Collate function for batching BTS dataset samples. This function takes a list of sample dictionaries and collates them into a single batch dictionary suitable for training or inference. It pads the time-series data, concatenates static and meta features, and properly stacks optional image data (postage_stamp and lc_plot) if they are present in the sample dictionaries. :param batch: A list where each element is a dictionary containing the following keys:

Required keys:

‘ts’ (numpy.ndarray): Time-series data for the sample.

‘label’: Label corresponding to the sample.

‘ZTFID’: Identifier for the sample.

‘bts_class’: Raw label or class of the sample.

‘meta’ (numpy.ndarray): Meta features array from which the last row is used.

‘static’ (numpy.ndarray): Static features for the sample.

Optional keys:

‘postage_stamp’: Tensor representing the postage stamp image.

‘lc_plot’: Tensor representing the light curve plot image.

Returns:

A dictionary with the following entries:

’ts’ (Tensor): Padded time-series data tensor with shape (batch_size, max_seq_length, …).
’static’ (Tensor): Concatenated tensor of static and meta features.
’length’ (Tensor): Tensor containing the original lengths of each time-series sample.
’label’ (numpy.ndarray): Array of sample labels.
’raw_label’ (numpy.ndarray): Array of BTS raw labels.
’id’ (numpy.ndarray): Array of sample identifiers.
’postage_stamp’ (Tensor, optional): Stacked tensor of postage stamp images, if available.
’lc_plot’ (Tensor, optional): Stacked tensor of light curve plot images, if available.

Return type:

dict

oracle.custom_datasets.BTS.show_batch(images, labels, n=16)

Display a grid of images with corresponding labels.
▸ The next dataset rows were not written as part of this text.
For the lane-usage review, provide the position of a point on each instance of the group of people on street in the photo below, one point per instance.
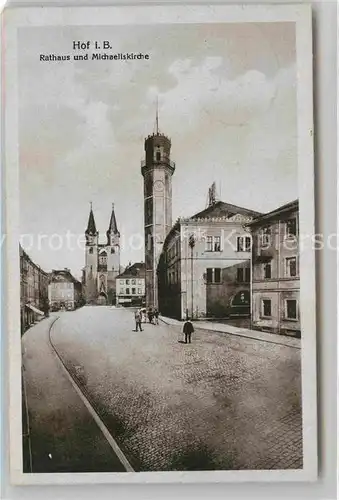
(140, 316)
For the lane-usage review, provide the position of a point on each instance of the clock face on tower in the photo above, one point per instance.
(158, 186)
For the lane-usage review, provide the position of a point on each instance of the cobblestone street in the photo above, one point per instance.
(223, 402)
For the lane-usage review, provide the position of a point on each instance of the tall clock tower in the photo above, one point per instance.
(157, 170)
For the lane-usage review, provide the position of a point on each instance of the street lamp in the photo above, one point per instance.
(191, 243)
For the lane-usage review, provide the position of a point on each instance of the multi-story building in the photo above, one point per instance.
(204, 268)
(64, 291)
(102, 263)
(33, 291)
(276, 281)
(157, 170)
(130, 286)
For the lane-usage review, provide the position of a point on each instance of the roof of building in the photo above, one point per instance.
(276, 213)
(91, 228)
(63, 275)
(136, 270)
(222, 209)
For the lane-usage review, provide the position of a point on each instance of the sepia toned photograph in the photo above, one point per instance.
(162, 261)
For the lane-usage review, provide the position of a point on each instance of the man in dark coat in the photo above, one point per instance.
(188, 330)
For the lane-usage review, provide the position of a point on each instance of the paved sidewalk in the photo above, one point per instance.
(241, 332)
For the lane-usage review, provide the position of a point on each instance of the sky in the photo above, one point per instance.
(227, 99)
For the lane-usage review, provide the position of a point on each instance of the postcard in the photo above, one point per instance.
(160, 244)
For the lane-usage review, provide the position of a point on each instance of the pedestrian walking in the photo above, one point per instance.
(188, 329)
(137, 317)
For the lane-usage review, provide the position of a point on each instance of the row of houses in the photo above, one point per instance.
(42, 292)
(227, 261)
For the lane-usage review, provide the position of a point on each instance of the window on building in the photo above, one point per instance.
(266, 236)
(291, 267)
(267, 270)
(266, 308)
(217, 243)
(291, 309)
(243, 243)
(291, 227)
(209, 243)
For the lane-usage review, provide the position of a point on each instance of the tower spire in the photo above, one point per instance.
(157, 117)
(91, 228)
(113, 227)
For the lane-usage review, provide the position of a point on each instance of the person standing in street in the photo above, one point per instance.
(138, 318)
(188, 329)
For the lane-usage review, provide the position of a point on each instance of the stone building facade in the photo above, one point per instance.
(64, 291)
(276, 280)
(102, 263)
(157, 170)
(33, 291)
(204, 269)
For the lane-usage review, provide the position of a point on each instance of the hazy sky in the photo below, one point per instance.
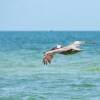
(49, 14)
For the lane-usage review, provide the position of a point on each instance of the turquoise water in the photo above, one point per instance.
(24, 77)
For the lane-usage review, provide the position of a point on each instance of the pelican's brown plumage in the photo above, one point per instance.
(70, 49)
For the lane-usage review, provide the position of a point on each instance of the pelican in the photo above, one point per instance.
(69, 49)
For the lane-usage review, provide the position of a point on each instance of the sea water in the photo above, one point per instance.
(24, 77)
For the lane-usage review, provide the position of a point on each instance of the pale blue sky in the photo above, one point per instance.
(49, 14)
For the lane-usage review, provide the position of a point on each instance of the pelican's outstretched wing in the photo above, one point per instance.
(74, 47)
(48, 56)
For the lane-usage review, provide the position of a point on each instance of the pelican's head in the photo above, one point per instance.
(77, 43)
(58, 46)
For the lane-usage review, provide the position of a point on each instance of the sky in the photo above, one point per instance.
(29, 15)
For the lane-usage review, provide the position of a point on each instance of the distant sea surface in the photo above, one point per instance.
(24, 77)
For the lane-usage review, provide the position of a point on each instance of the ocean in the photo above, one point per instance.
(73, 77)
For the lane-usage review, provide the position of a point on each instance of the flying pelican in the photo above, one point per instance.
(70, 49)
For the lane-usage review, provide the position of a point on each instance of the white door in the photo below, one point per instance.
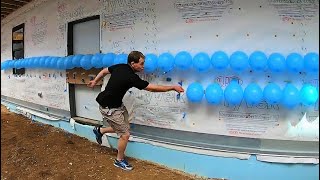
(86, 40)
(86, 105)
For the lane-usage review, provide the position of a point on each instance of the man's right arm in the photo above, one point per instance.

This function creates a visual representation of the first n images from the provided dataset. It arranges the images in a square grid and annotates each image with its corresponding label.

Parameters:

images (Tensor or array-like) – Collection of images to be displayed. Each image is expected to have the shape (C, H, W), where C is the number of channels. For grayscale images, C should be 1.
labels (Sequence) – Sequence of labels corresponding to each image.
n (int, optional) – The number of images to display. The function uses the first n images from the collection. Defaults to 16.

Displays:: A matplotlib figure containing a grid of images, each annotated with its respective label.

oracle.custom_datasets.BTS.truncate_BTS_light_curve_by_days_since_trigger(x_ts, x_static, d=None, add_jitter=False, normalize_flux=False)

Truncate the BTS light curve based on the number of days since the first trigger. This function selects observations from the time-series data (x_ts) that occur within a specified number of days (d) from the first detection (trigger). It also optionally adds jitter to the flux measurements and normalizes the flux values.

Parameters:

x_ts (numpy.ndarray) –
Time-dependent features array where each row represents an observation. Expected to contain the following features:
- ’jd’: Julian date of the observation.
- ’magpsf’: magnitude.
- ’sigmapsf’: Uncertainty of the magnitude.
- ’fid’: Filter identifier.
- ’photflag’: Photometric flag (added as an extra column to maintain compatibility with ZTF sims and always assumed to be 1).
x_static (numpy.ndarray) – Corresponding static features array for each observation.
d (float, optional) – Maximum number of days from the trigger within which to keep observations. If None, a random threshold is generated using 2^(uniform(0, 11)).
add_jitter (bool, optional) – If True, adds Gaussian noise to the flux by using flux error as 1 sigma values.
normalize_flux (bool, optional) – If True, normalizes the flux (‘magpsf’) using its mean and standard deviation.

Returns:

A tuple containing:

x_ts (numpy.ndarray): The truncated time-dependent features array.
x_static (numpy.ndarray): The static features array.

Return type:

tuple

Note

The function assumes that the dataset does not contain any non-detections.